How to silently capture RabbitMQ messages

qkaiser • Aug 28, 2017

I gained access to RabbitMQ brokers multiple times for the past year during pentesting engagements. It was always due to default credentials (the infamous guest:guest) or credentials being leaked in some way (e.g. in publicly accessible .env file).

The problem when you discover a RabbitMQ service is that you can’t really dump content as you would with, let’s say, a database back-end. You need to know the exact names of virtual hosts, exchanges, and routing keys in order to be able to consume messages being sent through. Listing those values not being implemented by AMQP, you’re left completely blind.

This leads to situations where it is quite difficult to prove the impact of a compromised RabbitMQ instance to a client:

Tester: we gained unauthorized access to your RabbitMQ broker
Client: ok. what did you extract from it ?
P: well, we were not able to capture any message so …
C: how is that high severity then ?

While accessing the source code of clients connecting to the broker is a way to gain enough knowledge to capture content, it is almost always impossible in black box scenarios.
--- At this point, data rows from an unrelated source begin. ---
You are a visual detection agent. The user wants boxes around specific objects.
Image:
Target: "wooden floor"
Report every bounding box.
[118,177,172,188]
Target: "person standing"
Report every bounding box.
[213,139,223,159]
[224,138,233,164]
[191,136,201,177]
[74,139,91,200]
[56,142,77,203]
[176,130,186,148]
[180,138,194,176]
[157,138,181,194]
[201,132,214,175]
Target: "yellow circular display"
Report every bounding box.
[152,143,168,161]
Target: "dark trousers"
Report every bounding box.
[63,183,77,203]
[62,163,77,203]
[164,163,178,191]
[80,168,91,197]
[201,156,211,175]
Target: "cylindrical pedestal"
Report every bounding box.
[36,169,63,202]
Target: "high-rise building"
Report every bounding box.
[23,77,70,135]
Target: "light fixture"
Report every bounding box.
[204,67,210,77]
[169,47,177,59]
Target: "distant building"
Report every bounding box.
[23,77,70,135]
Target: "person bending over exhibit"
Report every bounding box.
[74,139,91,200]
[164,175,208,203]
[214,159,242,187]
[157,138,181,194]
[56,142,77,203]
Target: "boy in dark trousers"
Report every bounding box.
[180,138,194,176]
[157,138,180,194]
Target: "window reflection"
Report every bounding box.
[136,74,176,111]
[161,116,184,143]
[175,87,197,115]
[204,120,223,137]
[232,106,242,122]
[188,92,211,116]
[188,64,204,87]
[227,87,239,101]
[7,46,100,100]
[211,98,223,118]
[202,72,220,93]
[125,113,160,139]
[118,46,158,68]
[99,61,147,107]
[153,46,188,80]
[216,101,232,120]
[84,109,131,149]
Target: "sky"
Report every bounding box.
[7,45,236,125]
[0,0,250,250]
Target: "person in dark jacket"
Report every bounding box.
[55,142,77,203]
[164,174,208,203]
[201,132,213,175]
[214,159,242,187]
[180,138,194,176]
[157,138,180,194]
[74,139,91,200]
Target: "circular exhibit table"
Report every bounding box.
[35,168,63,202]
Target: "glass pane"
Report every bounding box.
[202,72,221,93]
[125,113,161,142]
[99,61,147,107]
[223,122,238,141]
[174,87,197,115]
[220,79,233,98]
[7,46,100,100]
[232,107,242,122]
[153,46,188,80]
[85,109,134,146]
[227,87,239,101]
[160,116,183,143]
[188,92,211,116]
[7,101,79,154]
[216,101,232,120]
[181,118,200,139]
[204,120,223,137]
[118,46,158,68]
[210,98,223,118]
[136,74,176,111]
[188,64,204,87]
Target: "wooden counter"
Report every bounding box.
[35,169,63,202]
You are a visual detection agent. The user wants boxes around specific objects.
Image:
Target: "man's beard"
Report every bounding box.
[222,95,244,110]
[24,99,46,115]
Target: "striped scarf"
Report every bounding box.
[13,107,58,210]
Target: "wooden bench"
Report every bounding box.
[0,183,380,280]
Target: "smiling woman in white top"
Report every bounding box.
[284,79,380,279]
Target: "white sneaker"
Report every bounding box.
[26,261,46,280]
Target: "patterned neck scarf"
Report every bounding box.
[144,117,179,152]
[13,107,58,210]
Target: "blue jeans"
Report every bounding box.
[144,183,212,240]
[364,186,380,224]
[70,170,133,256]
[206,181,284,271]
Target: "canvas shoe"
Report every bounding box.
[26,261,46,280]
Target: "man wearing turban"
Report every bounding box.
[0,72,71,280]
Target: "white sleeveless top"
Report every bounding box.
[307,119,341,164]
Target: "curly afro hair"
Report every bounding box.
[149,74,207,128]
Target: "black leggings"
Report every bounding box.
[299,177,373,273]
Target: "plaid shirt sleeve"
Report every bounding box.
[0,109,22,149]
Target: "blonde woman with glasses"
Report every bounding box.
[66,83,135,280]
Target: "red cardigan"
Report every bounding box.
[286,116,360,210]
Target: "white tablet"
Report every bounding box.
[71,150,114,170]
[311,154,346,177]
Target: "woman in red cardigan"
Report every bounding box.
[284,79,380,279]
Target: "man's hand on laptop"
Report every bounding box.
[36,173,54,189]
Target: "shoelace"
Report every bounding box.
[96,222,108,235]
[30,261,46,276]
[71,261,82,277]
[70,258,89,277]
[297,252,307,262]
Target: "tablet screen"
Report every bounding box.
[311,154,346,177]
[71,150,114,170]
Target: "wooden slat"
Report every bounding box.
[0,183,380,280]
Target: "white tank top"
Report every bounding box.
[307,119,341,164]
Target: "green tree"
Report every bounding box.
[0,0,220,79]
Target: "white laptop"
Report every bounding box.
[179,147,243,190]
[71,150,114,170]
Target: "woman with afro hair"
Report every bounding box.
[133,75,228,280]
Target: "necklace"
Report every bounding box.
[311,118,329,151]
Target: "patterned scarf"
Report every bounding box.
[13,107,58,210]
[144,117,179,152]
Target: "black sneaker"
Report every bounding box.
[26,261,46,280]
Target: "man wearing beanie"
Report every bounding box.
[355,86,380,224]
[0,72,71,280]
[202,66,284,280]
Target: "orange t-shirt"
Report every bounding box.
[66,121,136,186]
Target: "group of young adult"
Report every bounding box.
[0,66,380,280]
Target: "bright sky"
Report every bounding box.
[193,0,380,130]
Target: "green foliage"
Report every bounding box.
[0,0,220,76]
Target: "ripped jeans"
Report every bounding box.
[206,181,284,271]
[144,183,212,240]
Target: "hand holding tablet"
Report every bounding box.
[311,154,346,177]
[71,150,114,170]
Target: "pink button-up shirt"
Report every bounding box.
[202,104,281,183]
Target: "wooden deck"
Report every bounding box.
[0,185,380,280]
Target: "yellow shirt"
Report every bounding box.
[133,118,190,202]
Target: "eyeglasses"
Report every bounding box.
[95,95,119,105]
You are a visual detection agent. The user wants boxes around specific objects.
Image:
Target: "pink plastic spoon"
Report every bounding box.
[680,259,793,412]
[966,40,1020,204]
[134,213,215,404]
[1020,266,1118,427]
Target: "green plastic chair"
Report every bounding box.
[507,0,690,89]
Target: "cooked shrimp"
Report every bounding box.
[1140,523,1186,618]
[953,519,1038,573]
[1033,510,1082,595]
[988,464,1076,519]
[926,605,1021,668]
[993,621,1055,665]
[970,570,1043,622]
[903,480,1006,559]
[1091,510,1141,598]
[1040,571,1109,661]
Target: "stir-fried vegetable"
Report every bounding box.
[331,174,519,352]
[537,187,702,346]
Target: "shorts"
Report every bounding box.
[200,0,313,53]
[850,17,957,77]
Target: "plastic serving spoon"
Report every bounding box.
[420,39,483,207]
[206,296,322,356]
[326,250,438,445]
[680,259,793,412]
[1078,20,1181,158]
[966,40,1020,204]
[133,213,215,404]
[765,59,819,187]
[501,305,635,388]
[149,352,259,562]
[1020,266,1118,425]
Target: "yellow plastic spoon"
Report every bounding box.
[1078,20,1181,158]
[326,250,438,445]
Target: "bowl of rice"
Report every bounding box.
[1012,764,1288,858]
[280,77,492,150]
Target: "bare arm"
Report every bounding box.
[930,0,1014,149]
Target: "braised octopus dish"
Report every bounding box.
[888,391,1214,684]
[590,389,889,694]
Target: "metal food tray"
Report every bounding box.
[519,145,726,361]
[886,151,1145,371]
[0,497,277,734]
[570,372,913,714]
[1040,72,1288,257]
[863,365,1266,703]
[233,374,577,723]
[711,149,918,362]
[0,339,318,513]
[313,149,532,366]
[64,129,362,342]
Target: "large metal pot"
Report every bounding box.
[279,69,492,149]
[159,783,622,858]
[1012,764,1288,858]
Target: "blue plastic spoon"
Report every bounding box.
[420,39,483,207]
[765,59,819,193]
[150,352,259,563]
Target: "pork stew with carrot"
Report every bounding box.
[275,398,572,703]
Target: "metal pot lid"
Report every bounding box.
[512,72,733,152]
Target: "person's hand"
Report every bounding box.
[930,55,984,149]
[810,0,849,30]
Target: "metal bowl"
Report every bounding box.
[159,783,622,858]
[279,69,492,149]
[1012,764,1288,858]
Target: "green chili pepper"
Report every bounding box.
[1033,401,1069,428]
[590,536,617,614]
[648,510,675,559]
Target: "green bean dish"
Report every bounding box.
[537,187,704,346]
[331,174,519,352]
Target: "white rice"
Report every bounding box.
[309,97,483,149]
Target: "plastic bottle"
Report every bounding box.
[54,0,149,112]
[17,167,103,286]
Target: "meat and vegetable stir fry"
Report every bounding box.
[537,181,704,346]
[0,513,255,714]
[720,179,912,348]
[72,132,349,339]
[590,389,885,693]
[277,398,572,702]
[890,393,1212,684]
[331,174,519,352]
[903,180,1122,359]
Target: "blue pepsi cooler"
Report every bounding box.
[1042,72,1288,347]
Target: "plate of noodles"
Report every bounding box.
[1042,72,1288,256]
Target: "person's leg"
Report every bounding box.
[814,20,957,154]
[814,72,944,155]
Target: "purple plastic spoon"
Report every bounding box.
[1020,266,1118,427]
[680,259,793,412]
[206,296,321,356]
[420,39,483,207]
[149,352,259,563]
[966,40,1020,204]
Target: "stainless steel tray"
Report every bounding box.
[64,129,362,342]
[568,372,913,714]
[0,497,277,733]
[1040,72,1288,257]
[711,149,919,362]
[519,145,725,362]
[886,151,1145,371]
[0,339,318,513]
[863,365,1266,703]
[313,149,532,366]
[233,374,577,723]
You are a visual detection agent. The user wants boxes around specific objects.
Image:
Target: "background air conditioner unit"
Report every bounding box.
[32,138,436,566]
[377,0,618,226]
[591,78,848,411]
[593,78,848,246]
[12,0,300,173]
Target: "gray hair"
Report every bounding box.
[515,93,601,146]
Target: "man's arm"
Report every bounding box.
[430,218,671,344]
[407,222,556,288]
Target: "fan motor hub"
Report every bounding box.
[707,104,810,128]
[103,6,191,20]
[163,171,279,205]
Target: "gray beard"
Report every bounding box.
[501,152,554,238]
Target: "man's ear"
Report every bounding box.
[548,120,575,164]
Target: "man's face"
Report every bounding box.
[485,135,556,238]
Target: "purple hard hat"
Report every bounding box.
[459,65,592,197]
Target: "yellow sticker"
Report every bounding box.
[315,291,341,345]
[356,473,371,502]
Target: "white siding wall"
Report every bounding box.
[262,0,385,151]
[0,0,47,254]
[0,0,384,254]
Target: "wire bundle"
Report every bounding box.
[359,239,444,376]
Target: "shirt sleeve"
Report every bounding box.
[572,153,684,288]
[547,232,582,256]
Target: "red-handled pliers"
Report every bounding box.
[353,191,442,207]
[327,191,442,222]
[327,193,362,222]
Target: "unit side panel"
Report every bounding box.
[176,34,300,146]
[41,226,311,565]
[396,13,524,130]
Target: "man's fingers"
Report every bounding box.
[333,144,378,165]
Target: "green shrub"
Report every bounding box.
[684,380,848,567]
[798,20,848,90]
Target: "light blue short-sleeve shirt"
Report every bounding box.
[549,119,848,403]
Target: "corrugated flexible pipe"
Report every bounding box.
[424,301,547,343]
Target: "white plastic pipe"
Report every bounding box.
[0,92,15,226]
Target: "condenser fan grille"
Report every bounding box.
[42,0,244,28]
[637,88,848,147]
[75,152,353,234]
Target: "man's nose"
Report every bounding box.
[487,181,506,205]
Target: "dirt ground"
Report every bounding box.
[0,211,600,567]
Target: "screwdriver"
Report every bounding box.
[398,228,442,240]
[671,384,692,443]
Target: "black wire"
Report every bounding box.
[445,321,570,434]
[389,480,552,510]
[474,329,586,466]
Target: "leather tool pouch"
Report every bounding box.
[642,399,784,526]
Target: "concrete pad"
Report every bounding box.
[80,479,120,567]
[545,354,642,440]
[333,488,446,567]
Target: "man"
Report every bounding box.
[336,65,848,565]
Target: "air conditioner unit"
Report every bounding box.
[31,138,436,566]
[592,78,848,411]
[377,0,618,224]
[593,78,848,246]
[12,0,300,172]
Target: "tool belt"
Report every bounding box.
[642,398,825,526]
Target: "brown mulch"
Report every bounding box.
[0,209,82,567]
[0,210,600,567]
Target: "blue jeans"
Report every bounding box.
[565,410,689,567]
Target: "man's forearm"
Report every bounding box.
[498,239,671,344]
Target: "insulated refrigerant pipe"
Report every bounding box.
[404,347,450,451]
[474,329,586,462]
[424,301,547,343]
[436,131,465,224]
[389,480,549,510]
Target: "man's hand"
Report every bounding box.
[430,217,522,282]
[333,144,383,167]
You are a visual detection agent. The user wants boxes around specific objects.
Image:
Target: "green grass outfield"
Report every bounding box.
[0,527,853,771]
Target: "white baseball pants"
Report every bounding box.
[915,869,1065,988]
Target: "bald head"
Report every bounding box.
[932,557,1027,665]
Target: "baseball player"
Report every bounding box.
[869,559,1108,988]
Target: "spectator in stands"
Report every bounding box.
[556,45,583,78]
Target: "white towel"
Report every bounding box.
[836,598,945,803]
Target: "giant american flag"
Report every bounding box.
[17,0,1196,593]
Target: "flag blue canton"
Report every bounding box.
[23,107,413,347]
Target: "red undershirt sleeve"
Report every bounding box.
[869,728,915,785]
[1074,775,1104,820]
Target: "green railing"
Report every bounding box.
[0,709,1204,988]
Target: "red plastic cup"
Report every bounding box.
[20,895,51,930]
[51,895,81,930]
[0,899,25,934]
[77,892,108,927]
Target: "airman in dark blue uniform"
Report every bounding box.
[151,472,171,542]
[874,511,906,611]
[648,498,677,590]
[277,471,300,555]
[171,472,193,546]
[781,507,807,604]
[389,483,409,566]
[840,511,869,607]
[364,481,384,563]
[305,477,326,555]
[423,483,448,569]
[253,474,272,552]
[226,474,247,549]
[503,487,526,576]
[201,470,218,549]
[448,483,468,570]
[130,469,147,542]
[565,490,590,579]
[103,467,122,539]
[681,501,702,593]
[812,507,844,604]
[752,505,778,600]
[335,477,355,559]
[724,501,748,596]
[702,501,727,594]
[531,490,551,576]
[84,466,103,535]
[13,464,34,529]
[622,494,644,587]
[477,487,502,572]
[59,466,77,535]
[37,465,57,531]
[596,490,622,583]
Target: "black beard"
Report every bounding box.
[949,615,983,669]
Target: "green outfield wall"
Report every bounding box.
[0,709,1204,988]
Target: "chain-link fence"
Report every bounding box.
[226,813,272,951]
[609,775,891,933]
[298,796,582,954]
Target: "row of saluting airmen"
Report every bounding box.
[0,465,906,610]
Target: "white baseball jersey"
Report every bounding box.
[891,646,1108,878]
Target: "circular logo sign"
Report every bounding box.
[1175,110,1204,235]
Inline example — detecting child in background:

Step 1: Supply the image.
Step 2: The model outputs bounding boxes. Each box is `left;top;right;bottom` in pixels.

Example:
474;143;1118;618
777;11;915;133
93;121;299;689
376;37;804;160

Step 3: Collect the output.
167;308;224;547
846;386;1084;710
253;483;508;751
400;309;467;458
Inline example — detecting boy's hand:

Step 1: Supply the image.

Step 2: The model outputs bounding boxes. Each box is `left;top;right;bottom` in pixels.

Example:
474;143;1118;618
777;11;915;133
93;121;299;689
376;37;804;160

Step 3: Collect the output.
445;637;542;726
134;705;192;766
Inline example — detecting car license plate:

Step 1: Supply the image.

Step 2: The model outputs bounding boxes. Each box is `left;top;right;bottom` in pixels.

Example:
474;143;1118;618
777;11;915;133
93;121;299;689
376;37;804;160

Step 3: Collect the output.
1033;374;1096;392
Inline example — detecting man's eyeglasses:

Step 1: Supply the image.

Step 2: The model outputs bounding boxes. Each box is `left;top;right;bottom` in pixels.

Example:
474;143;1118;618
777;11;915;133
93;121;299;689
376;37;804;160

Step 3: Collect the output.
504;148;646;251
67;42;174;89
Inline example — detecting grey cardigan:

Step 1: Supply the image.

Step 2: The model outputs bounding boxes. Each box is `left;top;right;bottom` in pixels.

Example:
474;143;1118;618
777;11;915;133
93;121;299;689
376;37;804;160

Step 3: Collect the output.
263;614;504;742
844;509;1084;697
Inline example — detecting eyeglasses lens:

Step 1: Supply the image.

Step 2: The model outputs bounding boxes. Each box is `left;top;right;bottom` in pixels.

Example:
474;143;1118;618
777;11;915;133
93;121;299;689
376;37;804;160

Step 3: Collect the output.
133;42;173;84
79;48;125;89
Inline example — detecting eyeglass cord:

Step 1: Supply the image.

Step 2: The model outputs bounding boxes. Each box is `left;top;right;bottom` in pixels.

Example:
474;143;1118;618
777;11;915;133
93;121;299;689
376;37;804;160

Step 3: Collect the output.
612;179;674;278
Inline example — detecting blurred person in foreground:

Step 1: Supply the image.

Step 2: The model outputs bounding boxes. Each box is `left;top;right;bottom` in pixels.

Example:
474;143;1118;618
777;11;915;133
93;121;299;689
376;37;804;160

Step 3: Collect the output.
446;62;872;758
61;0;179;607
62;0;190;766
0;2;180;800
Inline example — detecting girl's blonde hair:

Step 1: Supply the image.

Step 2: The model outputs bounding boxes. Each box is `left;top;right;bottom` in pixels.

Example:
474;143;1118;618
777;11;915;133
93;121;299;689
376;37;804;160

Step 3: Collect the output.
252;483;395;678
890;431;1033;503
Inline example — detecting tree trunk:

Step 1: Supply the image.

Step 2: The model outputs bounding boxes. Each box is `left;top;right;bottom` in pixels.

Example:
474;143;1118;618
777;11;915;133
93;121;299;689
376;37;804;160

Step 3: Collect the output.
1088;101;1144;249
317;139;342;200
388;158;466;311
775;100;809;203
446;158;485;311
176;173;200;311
Another way - which is the one I explore in this post - is harnessing the API exposed by the rabbitmq_management plugin.

I won’t go into RabbitMQ details so I suggest you to read those excellent tutorials if you do not have prior knowledge.

rabbitmq_management

rabbitmq_management_login

rabbitmq_management is a RabbitMQ plugin that will spin up a web server with both a REST API and an administration GUI. You can use the GUI or interact directly with the API to manage pretty much everything. Due to its ease of use, a lot of developers use it so they don’t have to learn all the rabbitmqctl commands. For every RabbitMQ listener publicly exposed I encountered so far, rabbitmq_management plugin was also enabled.

What we’re interested in with rabbitmq_management is the REST API it exposes. We will use it to obtain a bunch of information about the server. Namely:

a list of vhosts
a list of queues per vhost
a list of exchanges per vhost
a list of clients currently connected to RabbitMQ (bindings)
exposed network listeners (AMQP, AMQP/SSL, Erlang replication)
miscelaneous information (node name, RabbitMQ version, Erlang version)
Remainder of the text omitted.